Interpretive Summary: Soybean yields are expected to continue to rise as genetics and technology improve further; however, climate conditions detrimental to crop productivity could prevent these gains from being fully realized. Studies of historic yield and climate data indicate that increasing growing season temperatures have negatively affected yields. However, the physiological mechanisms that lead to yield loss are not fully known. This study used in-field infrared heaters to test the response of commercial soybean to four different temperature treatments. Soybean yield decreased with increasing temperature and the decline in yield was driven by changes in canopy size, pod number per node, seed size and harvest index, with leaf-level photosynthesis and respiration not having as much influence. These field experiments reinforce conclusions drawn from historical data that higher growing season temperatures result in lower soybean yields, even in temperate environments.

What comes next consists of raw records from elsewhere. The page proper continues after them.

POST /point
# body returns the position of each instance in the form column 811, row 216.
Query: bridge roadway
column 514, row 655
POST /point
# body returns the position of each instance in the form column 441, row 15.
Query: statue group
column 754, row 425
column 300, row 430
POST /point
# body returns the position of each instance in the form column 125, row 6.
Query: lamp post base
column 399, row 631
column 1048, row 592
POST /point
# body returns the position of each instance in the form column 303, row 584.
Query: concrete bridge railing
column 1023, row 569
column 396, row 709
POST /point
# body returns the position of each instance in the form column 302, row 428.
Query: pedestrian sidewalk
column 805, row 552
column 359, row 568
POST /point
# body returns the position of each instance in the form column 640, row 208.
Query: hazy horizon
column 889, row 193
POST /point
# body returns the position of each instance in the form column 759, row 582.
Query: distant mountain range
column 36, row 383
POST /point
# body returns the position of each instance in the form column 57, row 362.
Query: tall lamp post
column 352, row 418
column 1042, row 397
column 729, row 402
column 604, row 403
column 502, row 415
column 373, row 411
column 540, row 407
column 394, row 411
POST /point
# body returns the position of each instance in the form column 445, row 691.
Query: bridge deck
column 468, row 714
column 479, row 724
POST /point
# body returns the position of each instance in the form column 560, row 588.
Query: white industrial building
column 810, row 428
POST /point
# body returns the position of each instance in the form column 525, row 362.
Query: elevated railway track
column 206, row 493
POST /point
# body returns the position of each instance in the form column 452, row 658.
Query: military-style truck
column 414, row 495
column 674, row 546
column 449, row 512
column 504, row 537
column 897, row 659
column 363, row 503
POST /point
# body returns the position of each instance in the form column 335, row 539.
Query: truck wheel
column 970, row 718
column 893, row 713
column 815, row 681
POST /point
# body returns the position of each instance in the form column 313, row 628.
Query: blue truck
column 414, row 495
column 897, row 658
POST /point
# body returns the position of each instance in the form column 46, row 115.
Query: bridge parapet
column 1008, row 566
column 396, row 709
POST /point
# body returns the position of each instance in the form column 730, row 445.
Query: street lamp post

Technical Abstract: Improvements in genetics, technology, and agricultural intensification have increased soybean yields; however, adverse climate conditions may prevent these gains from being fully realized in the future. Higher growing season temperatures reduce soybean yields in key production regions including the US Midwest, and better understanding of the developmental and physiological mechanisms that constrain soybean yield under high temperature conditions is needed. This study tested the response of two soybean cultivars to four elevated temperature treatments (+1.7, +2.6, +3.6, and +4.8 °C) in the field over three growing seasons and identified threshold temperatures for response and linear versus non-linear trait responses to temperature. Yield declined non-linearly to temperature, with decreases apparent when canopy temperature exceeded 20.9 °C for the locally adapted cultivar and 22.7°C for a cultivar adapted to more southern locations. While stem node number increased with increasing temperature, leaf area index decreased substantially. Pod production, seed size, and harvest index significantly decreased with increasing temperature. The seasonal average temperature of even the mildest treatment exceeded the threshold temperatures for yield loss, emphasizing the importance of improving temperature tolerance in soybean germplasm with intensifying climate change.